Sometimes children get stuck knowing what to pray for at meals and bedtime, so get a little creative. Ask your kids to brainstorm several ideas and write them on popsicle sticks or strips of paper. Keep these in a container or jar labeled “prayer” that they can decorate, and then have each of them pull one out at designated prayer times.
Trace their hands on construction paper and write a special prayer request for that particular child on each one. They can alternate praying for the “left hand” and the “right hand” throughout the week. At the end of seven days, have them exchange the hands and pray for one another. Then, start the process all over again the following week. When the month is over, connect the hands together to make a prayer chain!

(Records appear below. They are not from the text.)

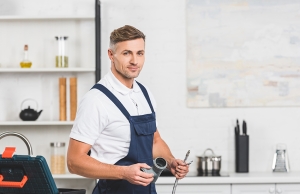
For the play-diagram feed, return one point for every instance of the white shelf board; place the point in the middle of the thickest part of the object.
(45, 70)
(54, 17)
(68, 176)
(29, 123)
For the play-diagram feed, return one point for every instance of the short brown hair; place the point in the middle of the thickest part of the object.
(125, 33)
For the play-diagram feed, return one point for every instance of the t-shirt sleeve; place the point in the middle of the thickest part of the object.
(153, 102)
(90, 119)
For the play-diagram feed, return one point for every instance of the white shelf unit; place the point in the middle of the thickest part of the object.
(41, 79)
(45, 70)
(50, 17)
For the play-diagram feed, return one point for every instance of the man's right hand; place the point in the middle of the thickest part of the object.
(134, 175)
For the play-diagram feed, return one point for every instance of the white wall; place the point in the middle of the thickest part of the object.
(184, 128)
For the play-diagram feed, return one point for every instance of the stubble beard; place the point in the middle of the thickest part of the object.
(127, 75)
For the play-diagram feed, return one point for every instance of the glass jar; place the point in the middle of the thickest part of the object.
(61, 58)
(57, 159)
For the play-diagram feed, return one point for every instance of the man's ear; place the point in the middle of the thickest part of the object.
(110, 54)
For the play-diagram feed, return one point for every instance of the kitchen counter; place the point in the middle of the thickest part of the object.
(236, 178)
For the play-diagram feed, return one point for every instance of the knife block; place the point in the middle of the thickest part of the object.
(242, 153)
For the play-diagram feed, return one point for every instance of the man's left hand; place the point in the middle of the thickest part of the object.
(179, 168)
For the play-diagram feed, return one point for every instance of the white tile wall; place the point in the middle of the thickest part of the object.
(184, 128)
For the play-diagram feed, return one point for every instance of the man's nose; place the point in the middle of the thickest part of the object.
(134, 59)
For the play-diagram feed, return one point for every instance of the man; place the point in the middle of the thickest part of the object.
(116, 121)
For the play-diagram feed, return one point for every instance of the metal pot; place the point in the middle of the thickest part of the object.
(209, 164)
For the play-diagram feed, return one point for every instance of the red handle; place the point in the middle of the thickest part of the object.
(13, 184)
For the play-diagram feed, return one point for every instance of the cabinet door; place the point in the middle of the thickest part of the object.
(253, 188)
(287, 188)
(194, 189)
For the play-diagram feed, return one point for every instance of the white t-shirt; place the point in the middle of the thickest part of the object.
(101, 124)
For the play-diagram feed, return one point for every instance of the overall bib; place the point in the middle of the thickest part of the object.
(142, 129)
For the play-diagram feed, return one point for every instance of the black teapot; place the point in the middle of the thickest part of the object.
(29, 114)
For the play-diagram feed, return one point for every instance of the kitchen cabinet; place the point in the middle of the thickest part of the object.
(265, 188)
(194, 189)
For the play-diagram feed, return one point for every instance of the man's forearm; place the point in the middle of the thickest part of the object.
(161, 149)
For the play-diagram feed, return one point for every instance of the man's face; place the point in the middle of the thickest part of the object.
(127, 59)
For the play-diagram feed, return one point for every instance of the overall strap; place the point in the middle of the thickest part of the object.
(146, 95)
(113, 98)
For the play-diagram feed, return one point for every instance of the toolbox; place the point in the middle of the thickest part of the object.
(25, 174)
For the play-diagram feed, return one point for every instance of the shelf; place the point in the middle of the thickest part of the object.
(19, 17)
(45, 70)
(68, 176)
(29, 123)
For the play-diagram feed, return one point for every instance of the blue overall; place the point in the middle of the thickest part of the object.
(142, 128)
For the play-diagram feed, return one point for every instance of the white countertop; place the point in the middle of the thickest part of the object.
(236, 178)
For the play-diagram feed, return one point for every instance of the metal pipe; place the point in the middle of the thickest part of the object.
(26, 141)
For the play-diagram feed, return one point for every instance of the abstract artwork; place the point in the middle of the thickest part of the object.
(243, 53)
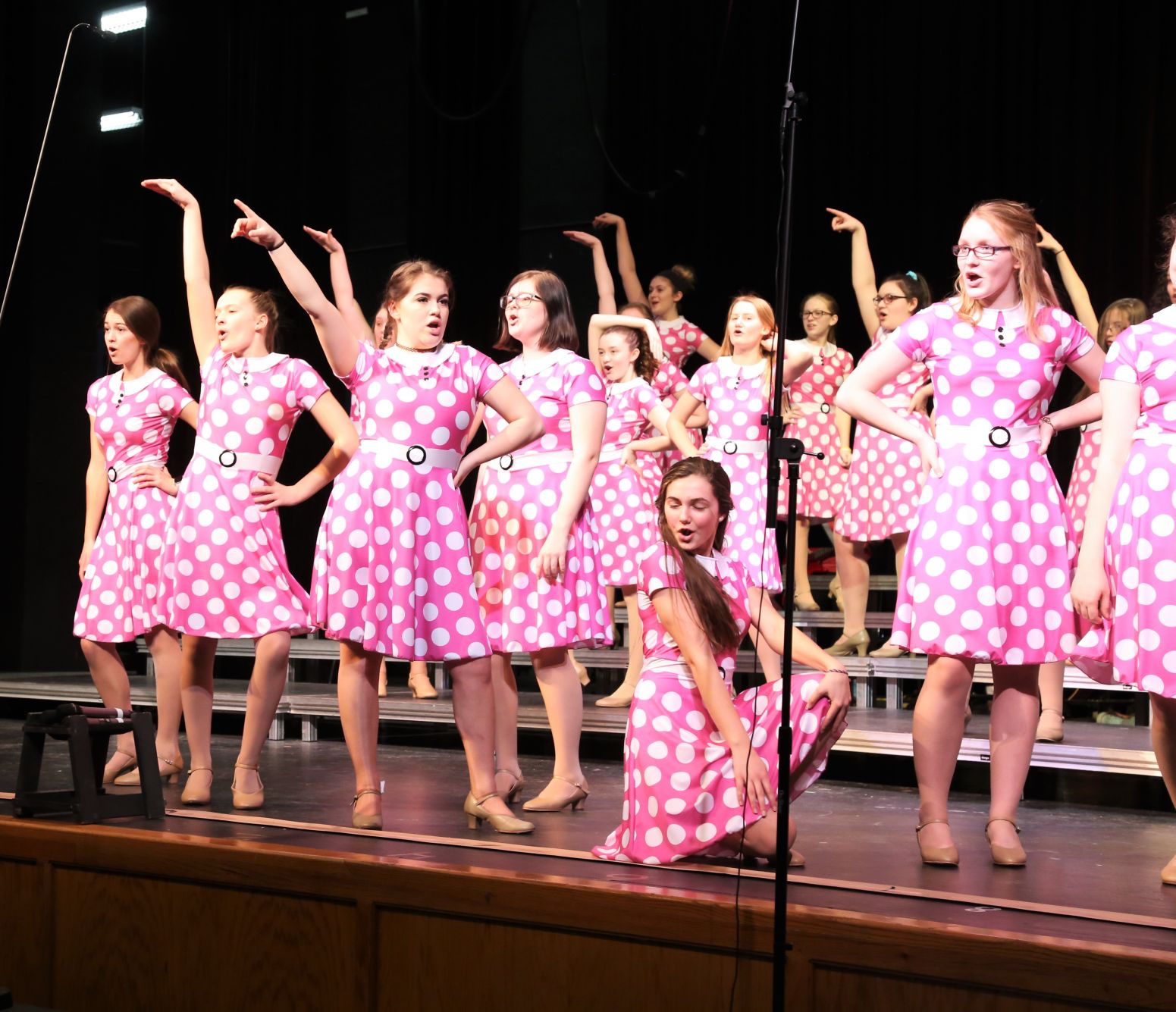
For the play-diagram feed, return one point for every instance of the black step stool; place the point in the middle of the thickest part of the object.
(89, 730)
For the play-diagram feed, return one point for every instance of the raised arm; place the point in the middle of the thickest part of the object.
(196, 277)
(523, 427)
(634, 290)
(337, 341)
(341, 287)
(606, 294)
(1080, 298)
(861, 267)
(751, 779)
(587, 431)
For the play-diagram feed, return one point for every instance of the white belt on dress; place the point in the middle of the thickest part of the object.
(540, 459)
(414, 454)
(234, 459)
(811, 409)
(738, 446)
(117, 473)
(984, 435)
(1152, 435)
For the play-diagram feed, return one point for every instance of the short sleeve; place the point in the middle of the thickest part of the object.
(309, 384)
(1121, 360)
(361, 371)
(914, 337)
(173, 399)
(660, 569)
(582, 384)
(484, 371)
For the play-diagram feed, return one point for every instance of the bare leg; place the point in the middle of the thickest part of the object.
(854, 569)
(506, 719)
(563, 700)
(359, 710)
(473, 709)
(196, 696)
(266, 685)
(111, 679)
(1013, 725)
(937, 732)
(165, 651)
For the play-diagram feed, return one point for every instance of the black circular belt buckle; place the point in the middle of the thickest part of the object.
(995, 439)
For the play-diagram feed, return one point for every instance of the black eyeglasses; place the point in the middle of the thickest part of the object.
(982, 252)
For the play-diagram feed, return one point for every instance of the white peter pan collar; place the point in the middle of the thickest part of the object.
(256, 363)
(136, 384)
(526, 368)
(1014, 316)
(416, 361)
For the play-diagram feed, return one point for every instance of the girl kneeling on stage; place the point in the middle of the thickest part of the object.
(701, 768)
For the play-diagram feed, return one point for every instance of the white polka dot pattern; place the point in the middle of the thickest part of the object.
(680, 796)
(822, 486)
(510, 520)
(225, 572)
(392, 569)
(622, 504)
(988, 563)
(734, 407)
(120, 588)
(886, 478)
(1139, 643)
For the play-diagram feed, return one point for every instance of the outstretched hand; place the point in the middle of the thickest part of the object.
(170, 188)
(582, 237)
(842, 221)
(325, 239)
(254, 228)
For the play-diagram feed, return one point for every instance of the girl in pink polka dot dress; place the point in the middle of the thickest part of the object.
(701, 768)
(130, 493)
(392, 569)
(535, 548)
(225, 572)
(988, 562)
(734, 392)
(1126, 578)
(622, 503)
(814, 421)
(886, 475)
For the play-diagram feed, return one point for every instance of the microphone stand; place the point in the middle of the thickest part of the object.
(40, 156)
(781, 450)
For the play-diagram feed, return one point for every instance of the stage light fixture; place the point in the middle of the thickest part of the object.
(121, 119)
(125, 19)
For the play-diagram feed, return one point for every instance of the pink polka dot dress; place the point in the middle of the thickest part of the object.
(681, 339)
(670, 382)
(738, 440)
(392, 569)
(1139, 641)
(225, 572)
(1086, 465)
(133, 422)
(622, 504)
(822, 484)
(680, 796)
(512, 515)
(987, 572)
(886, 478)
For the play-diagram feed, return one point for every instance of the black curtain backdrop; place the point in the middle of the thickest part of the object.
(475, 133)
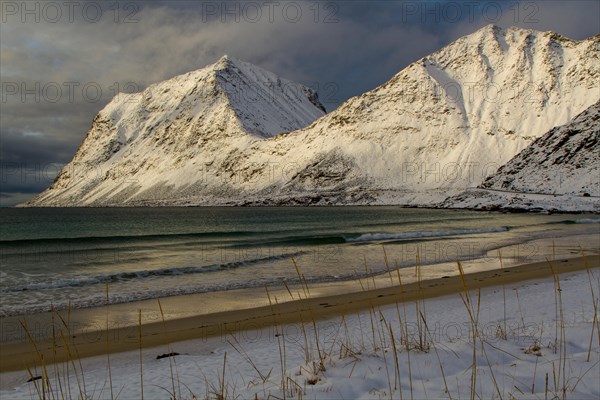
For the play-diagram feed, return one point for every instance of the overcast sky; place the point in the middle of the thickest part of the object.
(62, 61)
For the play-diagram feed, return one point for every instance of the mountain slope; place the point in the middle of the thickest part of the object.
(560, 170)
(156, 143)
(443, 124)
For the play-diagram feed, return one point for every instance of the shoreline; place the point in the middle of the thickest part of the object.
(90, 337)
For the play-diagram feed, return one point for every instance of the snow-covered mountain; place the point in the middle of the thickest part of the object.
(560, 170)
(441, 125)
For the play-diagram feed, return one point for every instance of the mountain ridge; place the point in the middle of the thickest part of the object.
(442, 124)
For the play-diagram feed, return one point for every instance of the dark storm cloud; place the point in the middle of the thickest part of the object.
(58, 71)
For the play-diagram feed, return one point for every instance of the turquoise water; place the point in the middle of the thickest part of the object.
(57, 257)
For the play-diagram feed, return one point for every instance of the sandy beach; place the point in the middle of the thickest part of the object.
(88, 335)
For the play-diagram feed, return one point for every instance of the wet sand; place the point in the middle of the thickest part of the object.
(56, 337)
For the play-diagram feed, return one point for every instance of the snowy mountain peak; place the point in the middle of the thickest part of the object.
(443, 124)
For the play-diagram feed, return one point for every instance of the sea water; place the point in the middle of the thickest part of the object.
(82, 257)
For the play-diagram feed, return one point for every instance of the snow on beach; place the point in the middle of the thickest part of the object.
(535, 339)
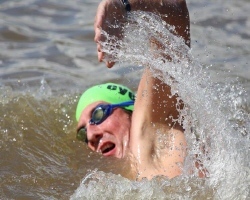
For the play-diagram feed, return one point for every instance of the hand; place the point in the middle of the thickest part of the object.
(109, 18)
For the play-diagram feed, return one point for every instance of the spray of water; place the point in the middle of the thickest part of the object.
(215, 118)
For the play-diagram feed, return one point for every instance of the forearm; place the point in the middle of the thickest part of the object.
(173, 12)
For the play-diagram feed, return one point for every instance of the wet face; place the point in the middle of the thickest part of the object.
(111, 137)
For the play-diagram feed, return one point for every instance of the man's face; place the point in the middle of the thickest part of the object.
(111, 137)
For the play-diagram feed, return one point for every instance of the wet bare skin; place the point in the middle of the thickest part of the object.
(148, 123)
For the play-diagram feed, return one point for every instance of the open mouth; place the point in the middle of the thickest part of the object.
(109, 146)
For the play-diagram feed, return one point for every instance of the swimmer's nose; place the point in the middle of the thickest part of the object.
(94, 136)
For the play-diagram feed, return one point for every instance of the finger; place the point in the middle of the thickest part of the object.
(100, 56)
(110, 64)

Incorporate prayer for different people around the world.
One of our favorite subjects in our homeschool is geography. As we’ve explored various cultures and people groups all across the globe, we have also prayed for them.
You can pick a different place to study together as a family each month. Have your children draw pictures of what they learned and hang them up in prominent places to remind them to pray for the people of that region. Kids Of Courage has a list of countries with printable, illustrated packets full of information and activities for each one, plus suggestions of what to pray for based on that country’s needs.
You can also mix things up by playing games that will test their knowledge of geography and make prayer fun. Get one of those inflatable globes to toss around with your kiddos. Whoever catches it has to pick a country, locate it on the earth, and then pray for the people living there.
Model it in front of them.
It starts with us, moms. If we’re not intentionally praying for others or engaged in an active prayer life, it’s not likely our children will.
Let them hear you pray out loud for your spouse, friends, and neighbors. Let them hear you pray about that thing you’re struggling with and what you learned in the Bible. Most of all, let them hear you praying for them. Share answers to personal prayer during your conversations and thank God together for His provision, protection, and mercy.
The best way for children to see and desire an intimate relationship with Christ is by observing their parents’ prayer life. You can influence and impact your kids for eternity by kneeling with them and showing by example that you trust God with your concerns!